King Kong (2005, Peter Jackson)
Not an update, like the 1976 version, but virtually a remake of the 1933 original, set in the same era, the Great Depression, telling a similar story about a troubled film maker and his crew who travel to a remote island where they meet a King called Kong. A few minor chances were made to the storyline and there’s more interaction between the ape and the girl; instead of screaming her heart out, she seduces him with kind gestures and a sexy dance.
Of course the film is far more expensive than the original, and much, much bigger, but no, it’s not better. Overall it’s a good-looking picture with superior special effects, but it’s terribly overlong and you never feel connected to what’s happening on the screen. An empty spectacle, a sort of playground attraction brought to the screen. Some of the scenes with the girl and the ape are a bit laughable, but the finale on top of the Empire State Building is very well done
De Reünie (The Reunion - 2015, Menno Meyjes)
An adaptation of a popular Dutch novel in the thriller genre. Recovered from a burnout, a young woman tries to pick up her life, but an encounter with a former schoolmate brings back some painful memories of her teenage years in a seaside resort. Her best friend, an attractive girl with a hazardous, even provocative lifestyle disappeared without leaving a trace. Was she killed? Does this former schoolmate know more about the case?
Expectations were high but the film didn’t do well at the box-office and critical reactions were mixed. Most critics praised Daantje Idelenburg’s performance (as the girl who went missing) but thought the plot was muddled and the script wavering. Major letdown is the half-open ending (we get an explanation, but do not know for sure it is the right one). Not too bad, but not great either.
Terminator 2 (1991, James Cameron)
I saw it in cinema back then, and never went back to it, because I thought it was less intriguing and fascinating than the original terminator movie. The first one was a mean, lean action flick with Arnold Schwarzenegger perfectly cast as a murderous cyborg. In the second they had turned Arnie into a ‘good one’. A good terminator, how was that supposed to work? Furthermore they had sugared the story-telling a little and added a irritatingly cute kid to the cast.

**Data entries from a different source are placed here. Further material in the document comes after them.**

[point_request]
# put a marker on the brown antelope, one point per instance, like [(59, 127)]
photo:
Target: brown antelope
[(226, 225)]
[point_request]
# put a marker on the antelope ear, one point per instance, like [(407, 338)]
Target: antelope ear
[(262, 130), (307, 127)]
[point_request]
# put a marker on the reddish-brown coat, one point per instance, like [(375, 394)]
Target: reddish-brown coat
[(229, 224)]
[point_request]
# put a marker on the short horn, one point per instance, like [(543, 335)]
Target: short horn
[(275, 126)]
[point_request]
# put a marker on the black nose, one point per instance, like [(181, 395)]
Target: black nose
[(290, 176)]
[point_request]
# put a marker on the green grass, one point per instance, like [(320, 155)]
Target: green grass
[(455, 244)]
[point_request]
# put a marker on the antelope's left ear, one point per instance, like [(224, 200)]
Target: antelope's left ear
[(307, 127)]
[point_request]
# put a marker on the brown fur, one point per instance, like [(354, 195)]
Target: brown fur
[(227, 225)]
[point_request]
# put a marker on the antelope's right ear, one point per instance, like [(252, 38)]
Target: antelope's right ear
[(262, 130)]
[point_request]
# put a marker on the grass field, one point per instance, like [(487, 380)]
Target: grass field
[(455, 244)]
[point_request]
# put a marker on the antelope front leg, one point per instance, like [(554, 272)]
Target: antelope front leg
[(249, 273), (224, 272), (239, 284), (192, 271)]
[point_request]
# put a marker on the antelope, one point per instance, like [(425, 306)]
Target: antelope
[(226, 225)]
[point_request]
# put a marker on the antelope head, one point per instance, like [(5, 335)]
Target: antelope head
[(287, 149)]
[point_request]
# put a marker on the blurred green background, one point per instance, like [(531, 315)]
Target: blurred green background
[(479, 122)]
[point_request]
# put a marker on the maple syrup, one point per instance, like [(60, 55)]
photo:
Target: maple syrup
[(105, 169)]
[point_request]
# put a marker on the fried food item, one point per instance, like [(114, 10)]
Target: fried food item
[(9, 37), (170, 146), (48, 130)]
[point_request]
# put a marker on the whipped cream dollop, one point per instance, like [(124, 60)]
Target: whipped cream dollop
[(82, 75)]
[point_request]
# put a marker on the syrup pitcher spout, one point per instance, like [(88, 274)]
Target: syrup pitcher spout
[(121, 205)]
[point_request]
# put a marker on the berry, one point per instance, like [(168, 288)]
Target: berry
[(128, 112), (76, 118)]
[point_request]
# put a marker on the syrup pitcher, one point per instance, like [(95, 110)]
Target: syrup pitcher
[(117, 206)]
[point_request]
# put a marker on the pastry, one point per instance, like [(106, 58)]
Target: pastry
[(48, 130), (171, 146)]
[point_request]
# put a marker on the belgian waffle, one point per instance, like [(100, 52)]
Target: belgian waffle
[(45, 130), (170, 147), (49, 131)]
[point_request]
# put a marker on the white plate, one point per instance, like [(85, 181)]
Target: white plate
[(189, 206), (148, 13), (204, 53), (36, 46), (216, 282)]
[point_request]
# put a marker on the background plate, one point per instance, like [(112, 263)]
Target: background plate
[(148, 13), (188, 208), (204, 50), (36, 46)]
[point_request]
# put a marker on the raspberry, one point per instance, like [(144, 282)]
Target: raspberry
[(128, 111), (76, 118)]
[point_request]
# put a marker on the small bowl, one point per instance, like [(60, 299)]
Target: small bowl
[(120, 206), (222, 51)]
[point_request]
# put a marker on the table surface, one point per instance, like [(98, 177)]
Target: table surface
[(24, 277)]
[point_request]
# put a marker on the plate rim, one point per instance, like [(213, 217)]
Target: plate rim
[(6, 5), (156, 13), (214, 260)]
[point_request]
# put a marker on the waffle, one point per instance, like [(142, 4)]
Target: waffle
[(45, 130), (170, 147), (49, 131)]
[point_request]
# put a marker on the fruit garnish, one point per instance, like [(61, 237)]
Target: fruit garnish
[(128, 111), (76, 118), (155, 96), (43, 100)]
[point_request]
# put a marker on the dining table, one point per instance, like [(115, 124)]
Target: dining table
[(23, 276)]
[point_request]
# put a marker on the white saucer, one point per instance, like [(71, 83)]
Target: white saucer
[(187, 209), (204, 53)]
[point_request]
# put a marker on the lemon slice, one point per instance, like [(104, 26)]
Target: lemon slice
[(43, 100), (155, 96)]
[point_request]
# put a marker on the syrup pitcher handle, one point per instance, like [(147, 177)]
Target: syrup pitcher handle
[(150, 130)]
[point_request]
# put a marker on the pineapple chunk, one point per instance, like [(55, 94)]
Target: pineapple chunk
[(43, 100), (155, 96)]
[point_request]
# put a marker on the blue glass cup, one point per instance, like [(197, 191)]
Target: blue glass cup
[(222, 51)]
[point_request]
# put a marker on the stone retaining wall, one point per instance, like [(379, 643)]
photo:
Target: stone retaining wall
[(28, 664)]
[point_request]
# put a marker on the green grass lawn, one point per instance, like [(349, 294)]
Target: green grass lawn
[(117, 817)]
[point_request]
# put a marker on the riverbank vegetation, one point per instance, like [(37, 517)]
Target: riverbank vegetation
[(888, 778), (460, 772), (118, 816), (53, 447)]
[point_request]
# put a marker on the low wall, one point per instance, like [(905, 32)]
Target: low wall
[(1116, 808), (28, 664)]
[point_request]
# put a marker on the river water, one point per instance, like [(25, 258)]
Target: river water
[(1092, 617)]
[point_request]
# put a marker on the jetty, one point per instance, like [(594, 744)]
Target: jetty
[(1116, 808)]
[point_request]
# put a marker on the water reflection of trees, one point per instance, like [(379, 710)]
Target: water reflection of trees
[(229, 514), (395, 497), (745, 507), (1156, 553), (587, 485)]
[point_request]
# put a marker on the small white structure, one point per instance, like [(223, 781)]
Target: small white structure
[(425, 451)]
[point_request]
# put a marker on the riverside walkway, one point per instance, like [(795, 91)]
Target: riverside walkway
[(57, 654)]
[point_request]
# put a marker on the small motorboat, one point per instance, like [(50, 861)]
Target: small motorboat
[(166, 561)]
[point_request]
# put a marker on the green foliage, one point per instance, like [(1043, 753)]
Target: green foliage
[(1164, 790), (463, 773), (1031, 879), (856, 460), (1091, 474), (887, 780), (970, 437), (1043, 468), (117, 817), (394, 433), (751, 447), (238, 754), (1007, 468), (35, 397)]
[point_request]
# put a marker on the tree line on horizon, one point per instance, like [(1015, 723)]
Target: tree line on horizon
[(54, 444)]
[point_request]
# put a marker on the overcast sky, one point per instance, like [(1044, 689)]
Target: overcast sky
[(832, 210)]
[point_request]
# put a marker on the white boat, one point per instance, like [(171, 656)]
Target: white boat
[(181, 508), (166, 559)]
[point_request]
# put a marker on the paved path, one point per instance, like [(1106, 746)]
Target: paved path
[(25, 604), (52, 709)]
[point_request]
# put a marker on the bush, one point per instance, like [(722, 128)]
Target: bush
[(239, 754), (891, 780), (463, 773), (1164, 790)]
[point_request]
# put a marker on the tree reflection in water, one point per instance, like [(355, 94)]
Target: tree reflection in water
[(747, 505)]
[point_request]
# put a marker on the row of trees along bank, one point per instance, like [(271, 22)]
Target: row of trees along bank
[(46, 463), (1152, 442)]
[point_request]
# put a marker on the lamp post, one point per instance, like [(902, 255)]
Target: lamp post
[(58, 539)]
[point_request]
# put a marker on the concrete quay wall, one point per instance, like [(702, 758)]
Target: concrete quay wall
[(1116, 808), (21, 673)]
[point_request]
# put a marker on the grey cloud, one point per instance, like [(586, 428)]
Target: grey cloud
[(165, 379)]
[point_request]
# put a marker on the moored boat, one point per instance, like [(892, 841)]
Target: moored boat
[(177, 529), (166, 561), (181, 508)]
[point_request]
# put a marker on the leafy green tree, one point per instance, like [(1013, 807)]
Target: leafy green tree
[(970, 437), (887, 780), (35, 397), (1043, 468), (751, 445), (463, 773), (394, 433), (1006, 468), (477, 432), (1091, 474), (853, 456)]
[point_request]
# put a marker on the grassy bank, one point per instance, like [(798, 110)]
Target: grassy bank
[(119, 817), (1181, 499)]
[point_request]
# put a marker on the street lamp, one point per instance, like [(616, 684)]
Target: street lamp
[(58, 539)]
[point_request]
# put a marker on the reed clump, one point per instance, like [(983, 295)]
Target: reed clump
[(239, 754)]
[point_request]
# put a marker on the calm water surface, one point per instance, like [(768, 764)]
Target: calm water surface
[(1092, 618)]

Okay, I still don’t like the sugar-coating, but James Cameron sure knows how to create awe-inspiring action moments and his movie offers the desired thrills. And if the kid is too cute, Robert Patrick is deliciously sinister as T-1000, the advanced robotic killer composed of liquid metal. If only they had tightened it a bit. those Cameron movies seem to go on forever and ever (and ever) and after the umpteenth shootout, chase scene or narrow escape, you start feeling a bit groggy, as if you had one glass (or punch) too many … Hasta la vista (baby)
2005 King Kong was divided into 3 parts, pre-island, island,and post-island(NYC). I would have loved it with just the island part. The movie under-performed at the box office IMO due to its well-publicized three hour length. Three hours is a commitment. Two hours, most people can handle.